Extracurricular activities Main Headline

IFT students organise May Fourth Movement photography exhibition

中文摘要 / Summary in Chinese

IFT hosted in May a Commemorative Photo Exhibition of the 100th Anniversary of the May Fourth Movement. The exhibition was organised by the Heritage Club and by the Mainland Student Union, organisations that are “sub-clubs” of the Student Union of IFT.

The activity was supported by Beijing Luxun Museum and the New Culture Movement Memorial of Beijing.

The May Fourth Movement refers to a patriotic campaign launched by Chinese students in Beijing on 4 May, 1919. The initiative began as a protest against the decision of the Versailles Peace Conference – which drew up the treaty officially ending World War I – to transfer the former German concessions in China’s Shandong province to Japan; the protest eventually evolved into a political, cultural and anti-imperialist movement. The May Fourth Movement is considered a turning point in China’s post-imperial transformation.
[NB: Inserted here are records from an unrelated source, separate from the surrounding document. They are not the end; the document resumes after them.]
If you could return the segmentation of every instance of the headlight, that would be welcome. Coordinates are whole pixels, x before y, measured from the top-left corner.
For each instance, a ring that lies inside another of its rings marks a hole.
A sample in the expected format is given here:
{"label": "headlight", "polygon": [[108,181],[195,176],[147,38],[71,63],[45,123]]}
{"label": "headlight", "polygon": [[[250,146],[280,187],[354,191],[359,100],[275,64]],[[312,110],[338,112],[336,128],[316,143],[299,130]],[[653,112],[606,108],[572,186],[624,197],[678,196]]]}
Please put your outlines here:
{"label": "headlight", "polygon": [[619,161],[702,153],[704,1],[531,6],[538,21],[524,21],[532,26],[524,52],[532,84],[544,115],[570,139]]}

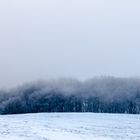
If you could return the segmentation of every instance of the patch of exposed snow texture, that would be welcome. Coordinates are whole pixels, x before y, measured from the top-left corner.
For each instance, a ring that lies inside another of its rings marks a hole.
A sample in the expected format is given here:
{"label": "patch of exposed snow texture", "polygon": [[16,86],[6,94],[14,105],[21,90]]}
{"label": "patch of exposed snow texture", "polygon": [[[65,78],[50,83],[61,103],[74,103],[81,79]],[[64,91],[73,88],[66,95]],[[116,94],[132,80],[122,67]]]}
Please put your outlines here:
{"label": "patch of exposed snow texture", "polygon": [[140,115],[40,113],[0,116],[0,140],[140,140]]}

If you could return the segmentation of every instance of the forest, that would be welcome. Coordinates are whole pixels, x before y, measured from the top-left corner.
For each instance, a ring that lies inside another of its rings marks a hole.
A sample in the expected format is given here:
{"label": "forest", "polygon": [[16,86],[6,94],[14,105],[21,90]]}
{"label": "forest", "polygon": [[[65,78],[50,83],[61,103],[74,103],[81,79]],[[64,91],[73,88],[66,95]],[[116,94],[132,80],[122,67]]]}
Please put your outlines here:
{"label": "forest", "polygon": [[38,112],[140,114],[140,79],[62,78],[0,90],[0,114]]}

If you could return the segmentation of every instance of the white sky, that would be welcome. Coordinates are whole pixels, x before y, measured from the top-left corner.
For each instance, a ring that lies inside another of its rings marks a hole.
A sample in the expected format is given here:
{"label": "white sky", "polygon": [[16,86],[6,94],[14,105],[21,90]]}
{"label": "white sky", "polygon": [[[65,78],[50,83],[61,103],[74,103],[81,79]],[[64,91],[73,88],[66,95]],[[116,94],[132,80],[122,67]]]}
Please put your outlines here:
{"label": "white sky", "polygon": [[0,88],[100,75],[140,76],[139,0],[0,1]]}

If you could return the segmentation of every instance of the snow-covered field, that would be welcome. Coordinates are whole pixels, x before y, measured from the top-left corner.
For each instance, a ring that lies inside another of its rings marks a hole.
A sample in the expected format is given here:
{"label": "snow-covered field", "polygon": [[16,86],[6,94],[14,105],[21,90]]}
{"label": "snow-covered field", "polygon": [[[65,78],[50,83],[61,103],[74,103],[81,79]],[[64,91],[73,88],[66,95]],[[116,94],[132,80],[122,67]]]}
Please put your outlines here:
{"label": "snow-covered field", "polygon": [[140,115],[40,113],[0,116],[0,140],[140,140]]}

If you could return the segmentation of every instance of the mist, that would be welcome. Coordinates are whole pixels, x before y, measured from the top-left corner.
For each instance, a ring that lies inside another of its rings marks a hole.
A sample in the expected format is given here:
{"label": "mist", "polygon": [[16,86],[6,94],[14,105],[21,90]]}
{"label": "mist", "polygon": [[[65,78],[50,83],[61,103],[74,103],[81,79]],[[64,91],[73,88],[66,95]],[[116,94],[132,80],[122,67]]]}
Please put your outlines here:
{"label": "mist", "polygon": [[140,79],[38,81],[0,91],[0,114],[38,112],[140,113]]}
{"label": "mist", "polygon": [[40,79],[140,76],[139,0],[4,0],[0,88]]}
“We host this exhibition hoping to look back 100 years ago with our students and lecturers, to learn about the reasons for, and the process of, the May Fourth Movement,” IFT President Dr. Fanny Vong said in a speech at the exhibition’s opening ceremony. Dr. Vong added that the May Fourth Movement could help students “reflect on what the younger generations in Macao can do to engage in the development of the country, and to contribute to society.”

The exhibition was initially planned by the Mainland Student Union, but eventually the Heritage Club was invited to help put the event together. “We thought that, in collaboration with other sub-clubs, we could gather more resources and have a more comprehensive preparation,” says Mainland Student Union President John Zhuang.

The exhibition was an attempt to raise awareness about the May Fourth Movement among IFT students. “Actually, we were surprised that most of the people around us were not really familiar with what happened during the movement,” Echo Huang, Heritage Club President, says. “Our aim was simply to let more people know about it.”

Organising the event helped the students involved to develop their communication skills, team spirit and event management abilities, the organisers state. “We enjoyed a high degree of freedom in the whole process: no lecturer or staff put limits to our planning,” says Echo. “Supporting unit Beijing Luxun Museum did help a lot in giving us advice on how to choose eye-catching photos to exhibit, and how to prepare the accompanying texts.”